Velhasıl hadisenin sonuna, finaline gelelim: O hâlde bu hâl, hâl değildir / Sabrımız da emin olun ki sonsuz değildir / OHAL’in hesabı da unutulmayacak, unutulacak hesaplardan değildir / OHAL’de memlekette büyük bir soygun var / O hâlde OHAL bunun için var.

Hepinizi saygıyla sevgiyle selamlıyorum.

Çok çok teşekkür ediyorum, çok sağ olunuz. (CHP sıralarından alkışlar)

BAŞKAN – Teşekkür ederim Sayın Pekşen.

V.- OTURUM BAŞKANLARININ KONUŞMALARI (Devam)

2.- Oturum Başkanı TBMM Başkan Vekili Yaşar Tüzün’ün, Trabzon Milletvekili Haluk Pekşen’i parti meclisi üyeliğine seçilmesi nedeniyle tebrik ettiğine ilişkin konuşması

BAŞKAN - Sayın Pekşen, pazar günü de partinizin parti meclisi üyeliğine seçildiniz. Dolayısıyla, tüm Türkiye'nin ve Karadeniz’in milletvekili olduğunuzu ifade ettiniz. Tebrik ediyorum, hayırlı olsun bu arada.

HALUK PEKŞEN (Trabzon) – Sağ olun.

BAŞKAN - Sayın milletvekilleri…

SAĞLIK BAKANI AHMET DEMİRCAN (Samsun) – Sağlıkla ilgili yerimden bir söz istiyorum.

BAŞKAN – Buyurun Sayın Bakan.

IV.- AÇIKLAMALAR (Devam)

38.- Sağlık Bakanı Ahmet Demircan’ın, Trabzon Milletvekili Haluk Pekşen’in görüşülmekte olan 670 sayılı Kanun Hükmünde Kararname’nin tümü üzerinde CHP Grubu adına yaptığı konuşmasındaki bazı ifadelerine ilişkin açıklaması

SAĞLIK BAKANI AHMET DEMİRCAN (Samsun) – Sayın Başkan, teşekkür ediyorum.

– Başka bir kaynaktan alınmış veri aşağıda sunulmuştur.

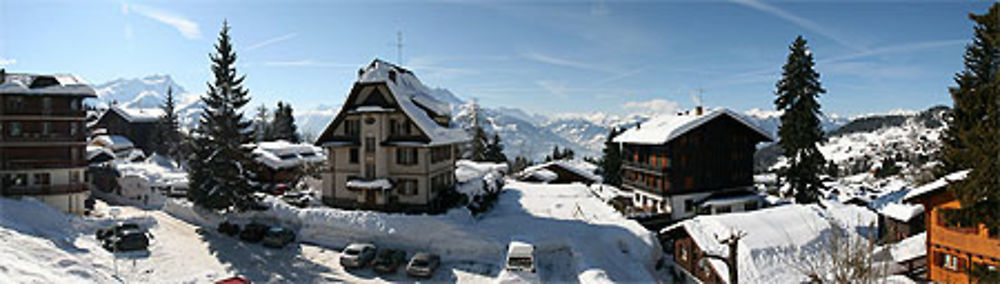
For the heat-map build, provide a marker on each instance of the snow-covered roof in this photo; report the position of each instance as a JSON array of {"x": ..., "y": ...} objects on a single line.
[
  {"x": 113, "y": 142},
  {"x": 910, "y": 248},
  {"x": 936, "y": 185},
  {"x": 662, "y": 129},
  {"x": 283, "y": 154},
  {"x": 137, "y": 115},
  {"x": 411, "y": 94},
  {"x": 370, "y": 184},
  {"x": 65, "y": 84},
  {"x": 581, "y": 168},
  {"x": 902, "y": 212},
  {"x": 774, "y": 237}
]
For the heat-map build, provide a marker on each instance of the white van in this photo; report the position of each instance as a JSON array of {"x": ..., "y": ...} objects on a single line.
[{"x": 520, "y": 257}]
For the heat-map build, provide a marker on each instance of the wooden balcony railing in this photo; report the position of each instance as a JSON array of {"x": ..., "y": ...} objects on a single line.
[{"x": 8, "y": 190}]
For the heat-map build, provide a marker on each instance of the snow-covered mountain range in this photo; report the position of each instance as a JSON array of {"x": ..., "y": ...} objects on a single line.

Değerli milletvekili arkadaşlar, Sayın Pekşen az önce yaptığı konuşmada sanıyorum kanser ilaçları ile kan ürünlerini karıştırdı. Evet, kanser ilaçları elbette ki pek çok kimyasaldan da yapılıyor, biyoteknolojiyle de üretiliyor, insan kanından ise kan ürünleri diye zikrettiğimiz faktör VIII (8), faktör X (10) gibi ilaçlar üretiliyor, plazma üretiliyor. Bu konuya da Türkiye yatırımını yaptı, ihale yapıldı, bu işi yapacak olan firmalar faaliyete geçti. Gönül ister ki kanser konusunda da kanser ilaçları konusunda da Türkiye dışa bağımlı olmasın. Türkiye ilaç sanayisinde gerçekten güzel yerde şu anda. Kutu bazında, tükettiğimiz 100 kutunun yani ilacın 72’sini Türkiye olarak üretiyoruz. Öbür taraftan, fiyat bazında bu şimdilerde yüzde 50-yüzde 50 noktasına geldi çünkü bazı ithal ilaçlar yeni patentli ilaç olduğu için fiyatları yüksek oluyor. Türkiye ne zaman ilaç üretir, patenti de kendi alırsa o zaman ilaç ihracatı da yapabilecek noktada… Şu anda ihracat da yapıyor Türkiye, kendi ilaç ihtiyacının da önemli bir kısmını karşılıyor. Bunları paylaşayım dedim.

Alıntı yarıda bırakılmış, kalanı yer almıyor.